The Petitioner failed to
provide sufficient evidence to raise a prima facie case that its property was
over-valued for the 2006 assessment year. The Board reached its decision for
the following reasons:
…
The Petitioner’s representative
first contends that the assessed value of the Petitioner’s property was
incorrect for 2006 based on the property’s 2002 stipulated value. However, the
Indiana Tax Court has held that prior settlement agreements are inadmissible
under Indiana Evidence Rule 408. See Boehning v. State Bd. Of Tax Com’rs,
763 N.E.2d 502, at 504-505 (Ind. Tax Ct. 2001). … Allowing taxpayers to use prior settlements … “would
have a chilling effect on the incentive of all assessing officials to resolve
cases outside the courtroom.” Id. Because the property’s assessment in
2002 was the result of an agreement between the Petitioner and the Department
of Local Government Finance, Indiana Evidence Rule 408 prohibits the Petitioner
from using the agreed upon value as evidence in the present case. Similarly,
the settlement agreement itself prohibits such an act. See Petitioner
Exhibit E (the assessed value stipulated within the settlement “does not
represent a final determination of the most appropriate or accurate assessed
valuation of the property,” and that the terms of the settlement “should not be
used as evidence of the assessed valuation” of the property).
Moreover, the Board notes, the
property’s “value” that the parties purportedly stipulated to for 2002 is
unclear. On its face, the stipulation document states that the parties agreed
to “(1) change[] 2 story house into dairy barn (no living area); (2) change[]
shed measurements to 20x40 for 40x72; and (3) [give] 50% obsolescence
depreciation to concrete silo.” Id. But no assessed value is identified
in the stipulation. A hand-written notation in the upper corner of the document
shows two columns of figures: “L 23,400, I 276,600, total 300,000” and “L
23,400, I 106,400, total $129,800.”. … Even if the hand-written notation was determined to
be reliable and admissible evidence of the property’s 2002 value, it would
still be insufficient to show that the property’s assessed value in 2006 was
incorrect.

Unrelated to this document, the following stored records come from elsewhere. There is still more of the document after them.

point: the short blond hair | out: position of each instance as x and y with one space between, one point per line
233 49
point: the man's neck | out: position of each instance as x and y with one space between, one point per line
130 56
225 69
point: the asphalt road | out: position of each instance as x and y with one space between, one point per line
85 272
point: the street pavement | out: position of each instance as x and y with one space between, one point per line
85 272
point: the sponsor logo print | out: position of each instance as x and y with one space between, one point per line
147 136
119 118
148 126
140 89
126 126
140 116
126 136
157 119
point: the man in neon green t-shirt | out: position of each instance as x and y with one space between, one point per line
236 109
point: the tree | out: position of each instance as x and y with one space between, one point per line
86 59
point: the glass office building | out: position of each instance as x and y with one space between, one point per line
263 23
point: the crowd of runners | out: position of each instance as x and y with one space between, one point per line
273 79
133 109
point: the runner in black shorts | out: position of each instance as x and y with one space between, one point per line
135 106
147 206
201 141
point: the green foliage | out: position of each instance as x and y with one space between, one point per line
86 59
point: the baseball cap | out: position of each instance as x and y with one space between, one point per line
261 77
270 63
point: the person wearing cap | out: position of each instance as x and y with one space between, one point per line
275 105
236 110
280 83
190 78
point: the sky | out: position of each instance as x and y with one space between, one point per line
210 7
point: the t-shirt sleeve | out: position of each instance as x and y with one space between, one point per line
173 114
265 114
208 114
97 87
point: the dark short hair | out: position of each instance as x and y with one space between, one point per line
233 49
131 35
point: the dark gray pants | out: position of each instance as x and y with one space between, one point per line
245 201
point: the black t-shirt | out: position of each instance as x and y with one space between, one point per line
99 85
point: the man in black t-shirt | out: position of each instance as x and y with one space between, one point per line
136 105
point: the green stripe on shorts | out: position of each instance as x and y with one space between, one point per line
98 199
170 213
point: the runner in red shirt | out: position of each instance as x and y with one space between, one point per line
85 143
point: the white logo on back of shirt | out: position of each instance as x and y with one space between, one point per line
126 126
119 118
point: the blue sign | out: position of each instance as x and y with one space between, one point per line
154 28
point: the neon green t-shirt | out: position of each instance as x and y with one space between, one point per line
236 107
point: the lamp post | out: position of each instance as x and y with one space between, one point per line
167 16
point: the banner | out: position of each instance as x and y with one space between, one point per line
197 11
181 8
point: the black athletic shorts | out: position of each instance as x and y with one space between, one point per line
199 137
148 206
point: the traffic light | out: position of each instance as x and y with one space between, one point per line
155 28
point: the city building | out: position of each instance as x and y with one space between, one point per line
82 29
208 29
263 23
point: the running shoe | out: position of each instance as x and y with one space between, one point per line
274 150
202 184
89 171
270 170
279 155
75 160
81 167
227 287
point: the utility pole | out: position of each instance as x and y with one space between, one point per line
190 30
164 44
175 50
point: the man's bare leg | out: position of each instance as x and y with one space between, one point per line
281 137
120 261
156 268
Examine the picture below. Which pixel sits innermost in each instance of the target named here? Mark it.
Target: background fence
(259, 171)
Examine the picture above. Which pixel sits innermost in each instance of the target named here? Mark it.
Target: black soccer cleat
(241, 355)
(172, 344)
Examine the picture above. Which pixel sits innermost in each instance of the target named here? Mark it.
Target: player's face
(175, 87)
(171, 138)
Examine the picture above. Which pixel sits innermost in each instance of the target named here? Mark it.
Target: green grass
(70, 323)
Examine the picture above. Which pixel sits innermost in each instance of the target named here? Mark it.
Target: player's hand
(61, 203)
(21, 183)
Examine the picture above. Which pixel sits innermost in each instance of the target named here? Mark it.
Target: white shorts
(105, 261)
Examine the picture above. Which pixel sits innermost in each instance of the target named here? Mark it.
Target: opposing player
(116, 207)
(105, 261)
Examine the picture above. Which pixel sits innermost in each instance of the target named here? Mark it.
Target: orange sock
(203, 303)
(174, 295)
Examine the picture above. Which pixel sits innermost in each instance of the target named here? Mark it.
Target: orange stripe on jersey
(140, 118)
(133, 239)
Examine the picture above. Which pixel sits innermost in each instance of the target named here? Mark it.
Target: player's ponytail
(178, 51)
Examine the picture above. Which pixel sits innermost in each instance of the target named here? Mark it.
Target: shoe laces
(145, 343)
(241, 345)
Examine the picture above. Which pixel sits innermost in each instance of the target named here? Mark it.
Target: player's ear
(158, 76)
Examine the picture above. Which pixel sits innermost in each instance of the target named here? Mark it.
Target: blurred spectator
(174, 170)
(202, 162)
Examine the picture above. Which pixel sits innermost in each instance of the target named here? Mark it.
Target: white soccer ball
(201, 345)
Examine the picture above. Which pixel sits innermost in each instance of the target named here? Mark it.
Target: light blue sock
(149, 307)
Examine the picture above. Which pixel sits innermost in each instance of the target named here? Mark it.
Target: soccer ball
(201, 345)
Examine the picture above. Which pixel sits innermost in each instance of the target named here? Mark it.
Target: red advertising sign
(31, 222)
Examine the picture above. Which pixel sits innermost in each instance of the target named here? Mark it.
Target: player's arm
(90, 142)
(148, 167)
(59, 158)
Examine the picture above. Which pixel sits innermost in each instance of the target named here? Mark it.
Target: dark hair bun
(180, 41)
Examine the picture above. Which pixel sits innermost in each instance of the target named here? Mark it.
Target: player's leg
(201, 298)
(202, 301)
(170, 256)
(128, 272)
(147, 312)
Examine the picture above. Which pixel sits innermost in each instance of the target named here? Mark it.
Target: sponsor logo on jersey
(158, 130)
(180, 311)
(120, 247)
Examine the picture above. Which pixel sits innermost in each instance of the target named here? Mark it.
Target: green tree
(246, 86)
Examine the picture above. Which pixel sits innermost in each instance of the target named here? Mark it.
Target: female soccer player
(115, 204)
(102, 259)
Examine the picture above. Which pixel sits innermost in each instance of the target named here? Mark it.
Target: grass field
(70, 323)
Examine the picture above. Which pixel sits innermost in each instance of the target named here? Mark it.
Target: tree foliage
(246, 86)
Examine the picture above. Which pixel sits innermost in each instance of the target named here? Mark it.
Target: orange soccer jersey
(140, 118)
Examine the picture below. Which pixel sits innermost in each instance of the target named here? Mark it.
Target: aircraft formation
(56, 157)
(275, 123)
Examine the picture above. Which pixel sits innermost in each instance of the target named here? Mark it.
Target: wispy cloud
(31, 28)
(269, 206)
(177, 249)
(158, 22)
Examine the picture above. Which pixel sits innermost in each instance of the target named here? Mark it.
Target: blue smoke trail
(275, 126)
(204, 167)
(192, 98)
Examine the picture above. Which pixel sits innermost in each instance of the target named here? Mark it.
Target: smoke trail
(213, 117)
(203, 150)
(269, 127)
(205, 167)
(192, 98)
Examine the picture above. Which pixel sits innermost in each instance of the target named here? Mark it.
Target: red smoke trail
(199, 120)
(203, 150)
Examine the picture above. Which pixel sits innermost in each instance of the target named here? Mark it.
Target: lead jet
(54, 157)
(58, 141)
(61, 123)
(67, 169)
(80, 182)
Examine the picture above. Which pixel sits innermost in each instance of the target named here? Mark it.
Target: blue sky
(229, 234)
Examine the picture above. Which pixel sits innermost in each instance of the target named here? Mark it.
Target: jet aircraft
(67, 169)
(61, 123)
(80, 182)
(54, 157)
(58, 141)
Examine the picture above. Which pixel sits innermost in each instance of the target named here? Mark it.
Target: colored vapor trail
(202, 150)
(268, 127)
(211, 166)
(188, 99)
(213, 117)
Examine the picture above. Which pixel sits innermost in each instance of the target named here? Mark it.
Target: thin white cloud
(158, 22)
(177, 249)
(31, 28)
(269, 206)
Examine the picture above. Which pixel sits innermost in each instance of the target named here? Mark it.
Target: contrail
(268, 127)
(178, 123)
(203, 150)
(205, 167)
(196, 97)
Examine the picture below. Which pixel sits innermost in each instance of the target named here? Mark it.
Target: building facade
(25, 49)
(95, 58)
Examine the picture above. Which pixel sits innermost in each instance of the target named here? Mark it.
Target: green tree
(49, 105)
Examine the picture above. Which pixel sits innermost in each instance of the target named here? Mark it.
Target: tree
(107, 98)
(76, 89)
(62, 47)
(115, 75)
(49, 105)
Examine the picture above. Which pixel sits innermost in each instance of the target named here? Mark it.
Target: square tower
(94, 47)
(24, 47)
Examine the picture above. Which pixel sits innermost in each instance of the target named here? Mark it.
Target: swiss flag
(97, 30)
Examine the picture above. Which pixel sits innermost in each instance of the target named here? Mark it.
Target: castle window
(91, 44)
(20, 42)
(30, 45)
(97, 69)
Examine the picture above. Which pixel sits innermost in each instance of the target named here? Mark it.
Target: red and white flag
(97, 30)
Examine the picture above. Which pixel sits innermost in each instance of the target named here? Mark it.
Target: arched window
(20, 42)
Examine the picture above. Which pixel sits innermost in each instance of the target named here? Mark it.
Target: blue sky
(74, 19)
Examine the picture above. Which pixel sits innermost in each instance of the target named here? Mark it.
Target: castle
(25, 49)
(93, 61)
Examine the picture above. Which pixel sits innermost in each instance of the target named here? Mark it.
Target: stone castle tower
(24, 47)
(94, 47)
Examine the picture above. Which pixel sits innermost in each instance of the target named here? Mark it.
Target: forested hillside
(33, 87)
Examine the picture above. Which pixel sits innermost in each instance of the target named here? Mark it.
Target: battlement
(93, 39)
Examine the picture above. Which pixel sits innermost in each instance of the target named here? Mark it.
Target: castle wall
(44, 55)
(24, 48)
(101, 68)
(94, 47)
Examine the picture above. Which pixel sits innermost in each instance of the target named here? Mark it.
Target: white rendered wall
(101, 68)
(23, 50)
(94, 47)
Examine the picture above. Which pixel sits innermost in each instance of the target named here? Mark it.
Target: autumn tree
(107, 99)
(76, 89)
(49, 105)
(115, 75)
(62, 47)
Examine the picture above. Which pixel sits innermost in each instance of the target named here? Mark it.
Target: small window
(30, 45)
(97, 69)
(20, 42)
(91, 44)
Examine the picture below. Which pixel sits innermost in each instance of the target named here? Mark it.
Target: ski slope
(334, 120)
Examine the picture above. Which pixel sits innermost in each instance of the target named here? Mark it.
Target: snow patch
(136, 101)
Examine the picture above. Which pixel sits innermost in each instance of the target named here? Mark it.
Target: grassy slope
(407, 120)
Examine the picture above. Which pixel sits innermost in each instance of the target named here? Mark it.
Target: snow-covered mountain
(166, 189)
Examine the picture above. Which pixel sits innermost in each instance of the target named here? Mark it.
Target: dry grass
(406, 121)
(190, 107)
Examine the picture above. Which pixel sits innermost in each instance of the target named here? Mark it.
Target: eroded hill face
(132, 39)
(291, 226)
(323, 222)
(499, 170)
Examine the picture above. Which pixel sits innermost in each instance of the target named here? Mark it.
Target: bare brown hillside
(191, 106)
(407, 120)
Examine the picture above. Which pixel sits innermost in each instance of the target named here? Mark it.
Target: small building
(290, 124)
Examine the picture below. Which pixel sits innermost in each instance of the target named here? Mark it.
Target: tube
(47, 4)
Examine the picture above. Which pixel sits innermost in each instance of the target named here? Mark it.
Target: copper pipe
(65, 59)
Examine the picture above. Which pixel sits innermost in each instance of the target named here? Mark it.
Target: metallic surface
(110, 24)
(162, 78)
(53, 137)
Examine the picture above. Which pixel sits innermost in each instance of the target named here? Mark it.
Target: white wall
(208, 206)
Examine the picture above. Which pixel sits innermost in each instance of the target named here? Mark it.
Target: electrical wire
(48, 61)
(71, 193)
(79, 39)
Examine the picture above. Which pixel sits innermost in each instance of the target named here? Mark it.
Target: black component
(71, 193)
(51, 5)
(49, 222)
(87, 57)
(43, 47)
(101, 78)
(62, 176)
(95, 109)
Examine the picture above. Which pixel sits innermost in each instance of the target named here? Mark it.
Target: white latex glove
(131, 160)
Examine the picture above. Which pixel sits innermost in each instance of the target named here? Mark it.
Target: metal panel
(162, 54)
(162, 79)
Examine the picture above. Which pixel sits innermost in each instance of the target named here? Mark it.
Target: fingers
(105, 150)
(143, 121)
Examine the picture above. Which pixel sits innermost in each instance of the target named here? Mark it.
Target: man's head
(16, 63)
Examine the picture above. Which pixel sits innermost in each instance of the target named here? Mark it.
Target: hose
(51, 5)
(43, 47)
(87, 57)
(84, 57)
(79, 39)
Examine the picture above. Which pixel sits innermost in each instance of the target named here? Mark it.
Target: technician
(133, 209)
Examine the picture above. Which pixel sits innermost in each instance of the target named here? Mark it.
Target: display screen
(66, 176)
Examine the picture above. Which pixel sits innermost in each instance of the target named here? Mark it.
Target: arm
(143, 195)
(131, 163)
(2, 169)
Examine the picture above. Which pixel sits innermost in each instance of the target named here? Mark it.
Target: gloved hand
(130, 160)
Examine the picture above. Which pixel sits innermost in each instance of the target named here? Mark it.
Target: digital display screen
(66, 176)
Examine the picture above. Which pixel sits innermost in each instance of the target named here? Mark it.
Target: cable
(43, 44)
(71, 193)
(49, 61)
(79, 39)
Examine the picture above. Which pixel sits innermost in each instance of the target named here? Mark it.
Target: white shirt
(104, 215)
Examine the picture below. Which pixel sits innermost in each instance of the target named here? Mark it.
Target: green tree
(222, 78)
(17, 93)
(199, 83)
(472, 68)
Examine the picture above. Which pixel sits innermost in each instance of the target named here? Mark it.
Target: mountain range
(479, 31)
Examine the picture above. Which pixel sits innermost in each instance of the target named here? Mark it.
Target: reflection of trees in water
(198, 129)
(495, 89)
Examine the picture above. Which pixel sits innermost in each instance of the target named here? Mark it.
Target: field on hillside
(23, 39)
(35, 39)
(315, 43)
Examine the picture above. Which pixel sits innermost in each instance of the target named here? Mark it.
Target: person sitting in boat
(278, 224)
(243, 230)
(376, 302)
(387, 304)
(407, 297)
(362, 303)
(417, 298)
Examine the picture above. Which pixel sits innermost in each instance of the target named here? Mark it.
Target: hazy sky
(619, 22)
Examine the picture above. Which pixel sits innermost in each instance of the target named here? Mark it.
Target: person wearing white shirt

Each assessment and each tax year stand alone. … There are numerous
reasons why the value of a property would change over a five year period, and
it is the Petitioner’s burden to show that the assessment for the year at issue
was incorrect.
…
Finally, the Petitioner’s
representative argues that the Petitioner’s property is not worth its assessed
value. Bennett argument. However, the only evidence Mr. Bennett offered
of the property’s value was his testimony that a realtor from Century 21 said
the Petitioner “would be lucky to get $159 for it right now.” Even if the Board
gave any weight to Mr. Bennett’s hearsay testimony, the valuation date for the
March 1, 2006, assessment was January 1, 2005. 50 IAC 21-3-3. Because Mr.
Bennett failed to relate Mr. Likus’ opinion of the property’s value “right now”
to the property’s value in 2005, the evidence fails to show the property’s 2006
assessment was incorrect. See Long v. Wayne Township Assessor, 821
N.E.2d 466, 471 (Ind. Tax Ct. 2005).